1 Verification Approach and Software Architecture

SymDIVINE is a model checker that primarily aims for verification of parallel C and C++ programs. In contrast to explicit-state model checker [1], SymDIVINE represents data values symbolically and can therefore handle programs with inputs, which would otherwise cause state-space explosion due to the number of possible input values. In particular, SymDIVINE uses the control-explicit data-symbolic (ceds) approach to model checking in which control-flow of the program is represented explicitly and values of data structures are represented symbolically [1, 7].

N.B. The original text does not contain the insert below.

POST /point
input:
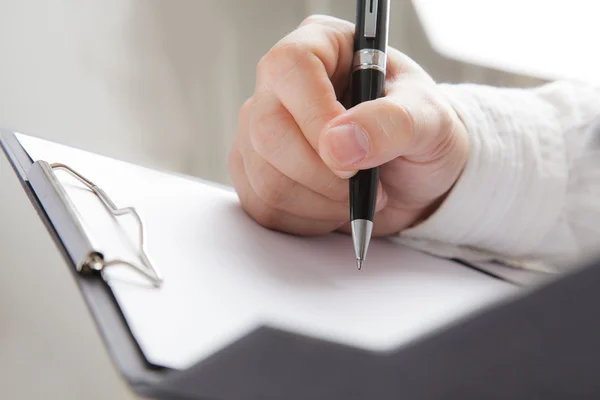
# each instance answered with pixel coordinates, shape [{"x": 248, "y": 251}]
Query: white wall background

We now describe the approach in more detail. In a ceds model checker, each generated state is a triple that contains a control part (program counter for each thread), explicit data storage, and symbolic data storage. The explicit data storage keeps values of constants and of variables whose values are uniquely determined. The symbolic data storage represents a set of possible values of program variables by a first-order formula in the theory of bit-vectors. To generate the state space, SymDIVINE explores all possible evaluations of the program and tracks the effect of program instructions on the explicit values and on the formula representing the symbolic values. To avoid exploring infeasible paths, an smt solver is used to check satisfiability of the formula representing the data values. The current version of SymDIVINE relies on the smt solver Z3 [6]. For purposes of the competition we used version 4.4.1. Additionally, in order to avoid generating unnecessary thread interleavings, SymDIVINE collapses steps invisible to other threads into a single transition using the \(\tau \)-reduction algorithm [3].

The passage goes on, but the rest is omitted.